Skip to content

[BUG] Pivot cache triggers Excel repair #42

@chilltemp

Description

@chilltemp

(Disclaimer, I used AI to figure this out and generate the bug report.)

Bug report: Pivot cache generated by @protobi/exceljs triggers Excel repair

Summary

When generating a workbook with a Pivot Table using @protobi/exceljs, Excel opens the file with:

Repaired Records: PivotTable report from /xl/pivotCache/pivotCacheDefinition1.xml part (PivotTable cache)

The same script and data generated with exceljs opens cleanly.

Environment

  • macOS
  • Node/TypeScript script
  • Workbook contains:
    • a data worksheet
    • a pivot worksheet

Repro

  1. Generate workbook using exceljs and unzip output to temp/excel-orig.
  2. Generate workbook using @protobi/exceljs and unzip output to temp/excel-protobi.
  3. Open both .xlsx files in desktop Excel.

Expected

Both files open without repair prompts.

Actual

Only the @protobi/exceljs output triggers a repair for pivotCacheDefinition1.xml.

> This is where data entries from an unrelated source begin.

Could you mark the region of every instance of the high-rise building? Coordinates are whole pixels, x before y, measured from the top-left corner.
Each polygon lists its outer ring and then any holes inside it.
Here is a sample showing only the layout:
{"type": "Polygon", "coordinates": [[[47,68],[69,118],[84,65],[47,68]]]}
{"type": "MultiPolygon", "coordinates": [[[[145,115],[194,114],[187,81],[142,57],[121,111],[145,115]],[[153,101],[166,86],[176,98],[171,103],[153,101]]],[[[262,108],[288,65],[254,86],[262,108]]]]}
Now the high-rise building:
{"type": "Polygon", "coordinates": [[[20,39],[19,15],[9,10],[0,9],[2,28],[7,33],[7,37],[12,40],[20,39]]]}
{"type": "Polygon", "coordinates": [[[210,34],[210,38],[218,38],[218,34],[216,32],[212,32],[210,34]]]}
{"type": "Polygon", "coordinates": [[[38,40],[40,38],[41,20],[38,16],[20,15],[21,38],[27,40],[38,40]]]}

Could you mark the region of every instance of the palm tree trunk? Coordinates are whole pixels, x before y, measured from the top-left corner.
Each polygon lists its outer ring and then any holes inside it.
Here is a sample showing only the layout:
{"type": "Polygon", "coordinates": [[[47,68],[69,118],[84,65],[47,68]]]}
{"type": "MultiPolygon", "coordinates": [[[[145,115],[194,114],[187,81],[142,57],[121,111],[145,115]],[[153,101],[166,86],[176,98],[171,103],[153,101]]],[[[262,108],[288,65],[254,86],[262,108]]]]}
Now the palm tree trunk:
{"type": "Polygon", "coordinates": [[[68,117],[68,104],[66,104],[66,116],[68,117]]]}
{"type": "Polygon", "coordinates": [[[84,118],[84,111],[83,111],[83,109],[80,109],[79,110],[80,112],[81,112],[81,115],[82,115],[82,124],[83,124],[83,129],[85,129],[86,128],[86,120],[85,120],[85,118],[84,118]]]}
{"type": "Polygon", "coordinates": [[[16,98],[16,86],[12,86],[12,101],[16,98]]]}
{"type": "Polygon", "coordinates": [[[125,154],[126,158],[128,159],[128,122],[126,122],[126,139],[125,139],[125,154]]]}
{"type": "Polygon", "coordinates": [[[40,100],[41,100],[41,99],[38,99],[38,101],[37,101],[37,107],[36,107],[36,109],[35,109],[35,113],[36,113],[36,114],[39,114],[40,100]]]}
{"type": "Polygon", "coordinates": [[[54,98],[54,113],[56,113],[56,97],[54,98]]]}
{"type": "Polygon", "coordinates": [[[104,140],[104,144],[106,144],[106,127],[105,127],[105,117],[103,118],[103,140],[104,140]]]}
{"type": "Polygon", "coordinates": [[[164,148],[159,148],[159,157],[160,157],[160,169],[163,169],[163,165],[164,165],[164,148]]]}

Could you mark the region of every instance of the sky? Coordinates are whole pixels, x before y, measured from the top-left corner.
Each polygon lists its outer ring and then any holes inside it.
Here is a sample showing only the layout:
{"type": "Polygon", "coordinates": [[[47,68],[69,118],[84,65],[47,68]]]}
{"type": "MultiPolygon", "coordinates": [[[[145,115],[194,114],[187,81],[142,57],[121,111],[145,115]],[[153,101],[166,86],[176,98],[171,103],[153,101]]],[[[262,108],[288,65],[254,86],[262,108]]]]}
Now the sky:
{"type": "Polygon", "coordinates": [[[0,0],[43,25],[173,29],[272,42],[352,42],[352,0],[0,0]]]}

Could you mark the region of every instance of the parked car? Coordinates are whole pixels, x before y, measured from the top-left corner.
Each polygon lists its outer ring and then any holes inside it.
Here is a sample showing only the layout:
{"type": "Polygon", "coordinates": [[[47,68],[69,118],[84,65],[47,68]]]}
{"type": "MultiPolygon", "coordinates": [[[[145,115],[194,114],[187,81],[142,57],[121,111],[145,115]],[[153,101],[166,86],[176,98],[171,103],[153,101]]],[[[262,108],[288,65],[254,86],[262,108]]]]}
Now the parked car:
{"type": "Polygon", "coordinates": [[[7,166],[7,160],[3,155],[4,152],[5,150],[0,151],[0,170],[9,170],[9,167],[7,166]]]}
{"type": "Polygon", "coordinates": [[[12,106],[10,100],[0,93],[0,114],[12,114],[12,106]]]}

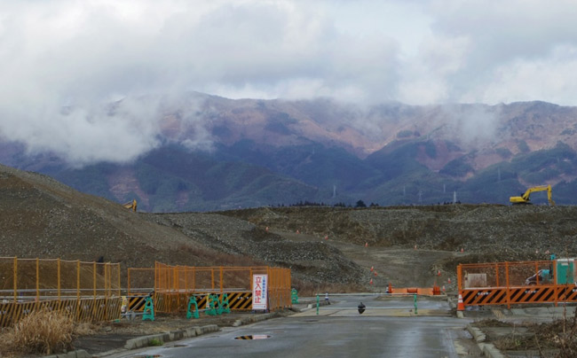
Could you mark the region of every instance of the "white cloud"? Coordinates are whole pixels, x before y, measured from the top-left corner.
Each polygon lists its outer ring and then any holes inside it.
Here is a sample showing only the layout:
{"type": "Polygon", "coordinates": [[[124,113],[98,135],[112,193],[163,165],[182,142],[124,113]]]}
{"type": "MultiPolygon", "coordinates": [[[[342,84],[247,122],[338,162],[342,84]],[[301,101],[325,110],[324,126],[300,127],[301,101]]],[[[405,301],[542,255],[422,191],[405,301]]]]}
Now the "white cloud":
{"type": "Polygon", "coordinates": [[[78,163],[130,160],[159,133],[157,109],[130,98],[190,90],[574,105],[575,12],[570,0],[0,1],[0,135],[78,163]]]}

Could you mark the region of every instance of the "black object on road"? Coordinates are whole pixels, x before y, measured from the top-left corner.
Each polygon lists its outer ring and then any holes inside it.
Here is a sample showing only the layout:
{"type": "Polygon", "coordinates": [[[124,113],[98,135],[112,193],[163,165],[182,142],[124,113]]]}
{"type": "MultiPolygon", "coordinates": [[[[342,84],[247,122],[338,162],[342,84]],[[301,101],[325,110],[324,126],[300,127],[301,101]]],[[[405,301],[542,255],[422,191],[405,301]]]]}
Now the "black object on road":
{"type": "Polygon", "coordinates": [[[360,314],[362,314],[363,312],[365,312],[365,307],[366,307],[366,306],[363,305],[362,302],[360,302],[360,303],[359,304],[359,306],[357,307],[357,308],[359,308],[359,313],[360,313],[360,314]]]}

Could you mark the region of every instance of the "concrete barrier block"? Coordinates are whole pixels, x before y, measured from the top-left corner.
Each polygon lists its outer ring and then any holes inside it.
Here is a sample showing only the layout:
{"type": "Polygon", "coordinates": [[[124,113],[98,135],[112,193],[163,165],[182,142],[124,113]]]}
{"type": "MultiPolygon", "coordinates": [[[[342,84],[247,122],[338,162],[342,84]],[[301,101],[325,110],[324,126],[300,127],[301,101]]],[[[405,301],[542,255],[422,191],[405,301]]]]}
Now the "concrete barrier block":
{"type": "Polygon", "coordinates": [[[202,329],[202,332],[204,334],[218,331],[218,326],[216,324],[209,324],[201,328],[202,329]]]}
{"type": "Polygon", "coordinates": [[[196,327],[187,328],[186,331],[186,338],[196,337],[196,327]]]}

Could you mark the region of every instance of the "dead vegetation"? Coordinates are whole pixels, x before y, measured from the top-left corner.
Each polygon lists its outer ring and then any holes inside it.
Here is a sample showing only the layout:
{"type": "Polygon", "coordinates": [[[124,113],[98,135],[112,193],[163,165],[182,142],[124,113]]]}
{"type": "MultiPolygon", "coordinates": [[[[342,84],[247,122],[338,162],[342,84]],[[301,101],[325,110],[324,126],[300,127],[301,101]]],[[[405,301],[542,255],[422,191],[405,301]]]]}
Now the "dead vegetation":
{"type": "Polygon", "coordinates": [[[40,310],[26,315],[3,333],[4,354],[51,354],[73,348],[74,320],[61,312],[40,310]]]}

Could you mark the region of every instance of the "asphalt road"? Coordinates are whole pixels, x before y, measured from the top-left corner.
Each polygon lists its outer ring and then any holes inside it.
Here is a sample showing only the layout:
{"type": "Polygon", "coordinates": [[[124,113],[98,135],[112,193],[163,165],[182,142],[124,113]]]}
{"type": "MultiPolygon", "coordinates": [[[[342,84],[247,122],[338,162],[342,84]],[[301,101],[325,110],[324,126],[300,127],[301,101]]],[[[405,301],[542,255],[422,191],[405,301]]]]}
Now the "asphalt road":
{"type": "Polygon", "coordinates": [[[332,297],[334,304],[289,317],[223,331],[115,357],[461,357],[470,352],[468,320],[444,300],[332,297]],[[362,301],[367,310],[357,311],[362,301]],[[253,339],[239,339],[248,338],[253,339]]]}

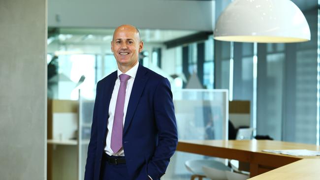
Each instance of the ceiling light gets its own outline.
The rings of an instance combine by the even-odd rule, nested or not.
[[[298,42],[310,40],[310,30],[291,0],[235,0],[219,17],[214,36],[226,41]]]

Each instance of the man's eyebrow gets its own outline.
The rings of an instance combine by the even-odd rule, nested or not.
[[[129,41],[129,40],[133,40],[133,39],[121,39],[121,38],[118,38],[118,39],[116,39],[114,40],[114,41],[116,41],[116,40],[125,40],[126,41]]]

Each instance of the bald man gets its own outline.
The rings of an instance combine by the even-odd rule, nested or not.
[[[170,84],[139,63],[143,48],[137,29],[115,30],[118,70],[97,84],[85,180],[159,180],[174,153]]]

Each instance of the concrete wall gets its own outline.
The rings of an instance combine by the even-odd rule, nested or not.
[[[49,0],[48,26],[212,30],[215,1]]]
[[[46,179],[46,0],[0,0],[0,179]]]

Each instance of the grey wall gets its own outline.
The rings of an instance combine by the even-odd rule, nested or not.
[[[49,0],[49,27],[212,30],[215,1]],[[213,6],[214,7],[214,6]]]
[[[0,0],[0,179],[46,179],[46,0]]]

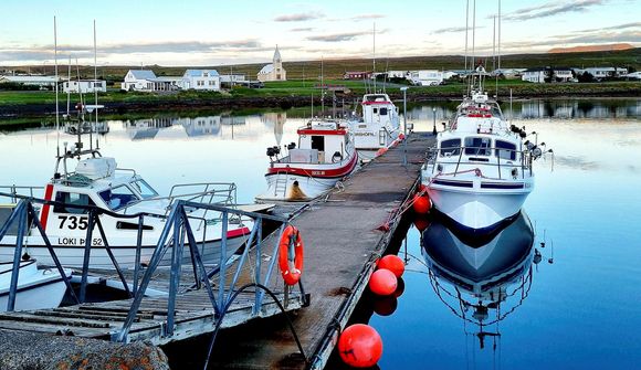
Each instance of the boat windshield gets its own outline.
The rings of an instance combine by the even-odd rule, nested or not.
[[[98,193],[112,211],[118,211],[140,199],[126,186],[115,187]]]
[[[130,186],[140,194],[140,197],[143,197],[143,199],[158,197],[158,192],[143,179],[132,181]]]

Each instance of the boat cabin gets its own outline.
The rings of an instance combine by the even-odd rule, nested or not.
[[[350,135],[337,120],[311,120],[298,128],[298,146],[288,151],[280,162],[337,163],[348,157]]]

Findings from XML comparison

The pivot table definition is essentially the same between outputs (xl/pivotTables/pivotTable1.xml).

The key difference is pivot cache serialization:

  • exceljs writes many non-pivot cache fields in a lightweight form in pivotCacheDefinition1.xml, e.g.:
    • <sharedItems containsSemiMixedTypes="0" containsString="0" containsNumber="1" containsInteger="1" />
  • @protobi/exceljs writes fully enumerated <sharedItems count="..."> ... </sharedItems> for many fields, including very large text fields (Description / File Names / Dependency Roots).

Also:

  • exceljs cache records are mostly inline strings (<s v="..."/>) in pivotCacheRecords1.xml.
  • @protobi/exceljs cache records are index-based (<x v="..."/>) and rely on huge shared item tables.

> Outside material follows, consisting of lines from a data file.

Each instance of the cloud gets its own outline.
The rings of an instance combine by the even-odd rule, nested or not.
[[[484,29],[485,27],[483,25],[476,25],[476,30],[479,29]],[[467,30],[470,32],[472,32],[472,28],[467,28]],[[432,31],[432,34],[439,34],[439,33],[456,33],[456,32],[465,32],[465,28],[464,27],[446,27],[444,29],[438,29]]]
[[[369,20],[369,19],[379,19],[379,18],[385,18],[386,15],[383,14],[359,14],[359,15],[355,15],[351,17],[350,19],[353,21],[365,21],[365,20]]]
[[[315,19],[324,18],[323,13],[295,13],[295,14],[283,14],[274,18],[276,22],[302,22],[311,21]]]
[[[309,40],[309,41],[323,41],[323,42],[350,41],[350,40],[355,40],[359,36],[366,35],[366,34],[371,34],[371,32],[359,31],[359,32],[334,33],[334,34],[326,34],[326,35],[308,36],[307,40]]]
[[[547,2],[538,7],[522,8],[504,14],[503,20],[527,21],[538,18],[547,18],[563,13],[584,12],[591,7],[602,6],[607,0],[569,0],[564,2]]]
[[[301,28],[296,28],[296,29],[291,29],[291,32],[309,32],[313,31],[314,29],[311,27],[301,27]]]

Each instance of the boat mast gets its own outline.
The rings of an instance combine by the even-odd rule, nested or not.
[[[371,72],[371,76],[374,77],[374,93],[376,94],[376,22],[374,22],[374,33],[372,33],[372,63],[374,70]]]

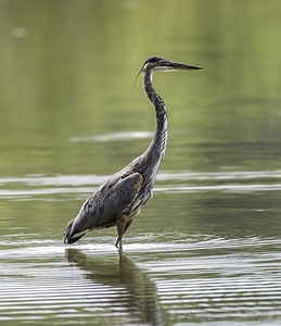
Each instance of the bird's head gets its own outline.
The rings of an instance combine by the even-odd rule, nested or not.
[[[180,70],[201,71],[202,67],[179,63],[175,61],[169,61],[161,57],[151,57],[144,62],[141,71],[142,72],[148,72],[148,71],[170,72],[170,71],[180,71]]]
[[[182,70],[189,70],[189,71],[202,71],[202,67],[195,66],[195,65],[190,65],[186,63],[179,63],[175,61],[169,61],[167,59],[161,58],[161,57],[150,57],[139,71],[135,83],[133,83],[133,88],[137,83],[137,79],[140,75],[140,73],[148,73],[148,72],[175,72],[175,71],[182,71]]]

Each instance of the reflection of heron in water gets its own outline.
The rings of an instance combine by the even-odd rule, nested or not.
[[[157,170],[167,143],[167,111],[163,99],[152,84],[156,71],[201,70],[159,57],[149,58],[140,73],[143,86],[156,113],[156,128],[148,150],[101,185],[84,203],[78,215],[65,230],[64,242],[73,243],[95,228],[117,226],[116,247],[122,249],[122,238],[132,218],[152,196]]]
[[[84,271],[86,278],[98,284],[101,297],[104,294],[101,292],[100,284],[111,286],[113,289],[125,287],[126,291],[116,291],[117,294],[112,297],[113,299],[108,299],[111,300],[108,306],[115,309],[118,306],[122,311],[126,310],[128,321],[131,318],[138,323],[164,325],[157,303],[155,284],[124,253],[119,254],[119,262],[116,261],[115,256],[107,260],[104,256],[89,258],[80,251],[69,248],[65,250],[65,255],[69,263],[74,263],[75,266]],[[99,302],[97,302],[97,308],[99,308]],[[105,306],[104,300],[102,308],[108,309]]]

This expanded shared-items representation appears to be what causes Excel to repair the pivot cache definition.

Why this seems to be a library issue

  • Input data and pivot configuration are the same.
  • pivotTable1.xml is comparable across both outputs.
  • Repair points specifically to pivot cache definition.
  • Reducing non-used fields in sharedItems to lightweight forms avoids repair in downstream normalization.

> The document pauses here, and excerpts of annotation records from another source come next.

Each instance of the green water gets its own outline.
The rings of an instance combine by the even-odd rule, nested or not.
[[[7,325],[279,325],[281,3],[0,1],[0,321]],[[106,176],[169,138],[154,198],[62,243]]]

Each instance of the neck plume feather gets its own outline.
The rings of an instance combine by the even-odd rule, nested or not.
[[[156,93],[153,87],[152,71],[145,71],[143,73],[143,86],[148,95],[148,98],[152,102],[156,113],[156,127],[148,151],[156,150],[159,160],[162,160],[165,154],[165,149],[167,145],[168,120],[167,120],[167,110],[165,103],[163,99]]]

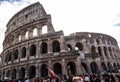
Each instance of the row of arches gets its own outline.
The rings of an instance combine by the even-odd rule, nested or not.
[[[27,48],[23,47],[20,52],[21,52],[20,57],[25,58],[27,55]],[[35,56],[36,52],[37,52],[37,47],[35,44],[32,44],[29,49],[29,56]],[[52,52],[60,52],[60,42],[58,40],[52,42]],[[46,54],[46,53],[48,53],[48,45],[46,42],[42,42],[40,45],[40,54]],[[13,52],[7,53],[4,61],[9,62],[11,60],[16,60],[18,59],[18,56],[19,56],[19,51],[18,49],[16,49]]]
[[[98,46],[97,48],[95,46],[91,46],[91,52],[92,53],[96,53],[98,51],[98,54],[100,57],[103,56],[103,54],[105,55],[105,57],[109,57],[111,56],[112,58],[116,57],[117,52],[115,52],[115,49],[111,48],[111,47],[106,47],[106,46]],[[116,54],[115,54],[116,53]]]
[[[55,40],[52,42],[52,52],[60,52],[61,48],[60,48],[60,42],[58,40]],[[76,48],[80,51],[83,50],[83,45],[82,43],[78,42],[76,43]],[[41,45],[40,45],[40,54],[47,54],[48,53],[48,44],[47,42],[42,42]],[[67,47],[68,49],[70,50],[73,50],[73,48],[71,47],[70,44],[67,44]],[[21,53],[19,53],[21,52]],[[29,56],[35,56],[37,53],[37,47],[35,44],[32,44],[30,46],[30,49],[29,49]],[[21,54],[21,55],[19,55]],[[19,57],[20,58],[25,58],[27,56],[27,48],[26,47],[22,47],[22,49],[19,51],[18,49],[14,50],[13,52],[8,52],[6,55],[5,55],[5,62],[10,62],[11,60],[14,61],[14,60],[17,60]]]
[[[117,64],[113,63],[113,65],[112,65],[110,62],[108,62],[107,64],[102,62],[101,63],[102,69],[100,69],[100,67],[98,66],[98,64],[96,62],[91,62],[90,66],[88,66],[84,62],[81,62],[81,64],[79,66],[81,67],[81,70],[82,70],[83,74],[90,73],[90,72],[100,73],[102,71],[116,72],[117,73],[118,69],[120,69],[119,63],[117,63]],[[47,77],[49,75],[47,67],[48,67],[47,64],[42,64],[40,67],[38,67],[39,71],[36,71],[37,67],[34,66],[34,65],[31,65],[30,67],[28,67],[28,69],[26,69],[25,67],[21,67],[19,70],[13,69],[13,70],[4,71],[3,73],[1,73],[1,74],[3,74],[1,76],[2,76],[2,78],[6,76],[6,77],[9,77],[9,78],[12,78],[12,79],[16,79],[16,78],[24,79],[25,77],[32,78],[32,77],[36,76],[36,74],[38,74],[38,76]],[[53,64],[53,67],[52,67],[54,73],[57,74],[57,75],[62,75],[63,74],[62,68],[63,68],[62,64],[60,64],[58,62]],[[73,61],[68,62],[65,66],[65,69],[66,69],[66,74],[67,75],[78,74],[76,64]],[[37,72],[39,72],[39,73],[37,73]]]

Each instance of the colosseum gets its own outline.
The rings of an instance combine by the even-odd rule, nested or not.
[[[16,13],[6,27],[0,55],[1,79],[46,77],[46,66],[60,75],[116,73],[120,69],[115,38],[91,32],[64,36],[63,31],[54,30],[51,15],[39,2]]]

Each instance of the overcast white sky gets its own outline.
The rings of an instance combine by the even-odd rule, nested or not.
[[[120,0],[0,0],[0,52],[9,19],[37,1],[51,14],[56,31],[104,33],[120,45]]]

Minimal standalone repro script

This is a minimal script pattern (no project-specific data required):

import * as ExcelJS from '@protobi/exceljs';

async function main() {
  const workbook = new ExcelJS.Workbook();

  const dataSheet = workbook.addWorksheet('Data');
  dataSheet.columns = [
    { header: 'Repo', key: 'repo', width: 20 },
    { header: 'Group', key: 'group', width: 20 },
    { header: 'Severity', key: 'severity', width: 20 },
    { header: 'Description', key: 'description', width: 80 },
    { header: 'Counter', key: 'count', width: 10 },
  ];

  for (let index = 0; index < 1500; index++) {
    dataSheet.addRow({
      repo: `repo-${index % 50}`,
      group: `group-${index % 100}`,
      severity: ['CRITICAL', 'HIGH', 'MEDIUM', 'LOW', 'INFO'][index % 5],
      description:
        `long-text-${index}-` +
        'x'.repeat(500 + (index % 200)),
      count: 1,
    });
  }

  const pivotSheet = workbook.addWorksheet('Summary');
  // eslint-disable-next-line @typescript-eslint/no-explicit-any
  (pivotSheet as any).addPivotTable({
    sourceSheet: dataSheet,
    rows: ['Repo', 'Group'],
    columns: ['Severity'],
    values: ['Counter'],
    metric: 'sum',
  });

  await workbook.xlsx.writeFile('repro-protobi.xlsx');
}

main().catch((error) => {
  console.error(error);
  process.exit(1);
});

Open repro-protobi.xlsx in desktop Excel and inspect whether a repair prompt references pivotCacheDefinition.

Patch currently used as workaround

After writing the workbook to disk, we patch the generated .xlsx zip and normalize pivot cache definitions.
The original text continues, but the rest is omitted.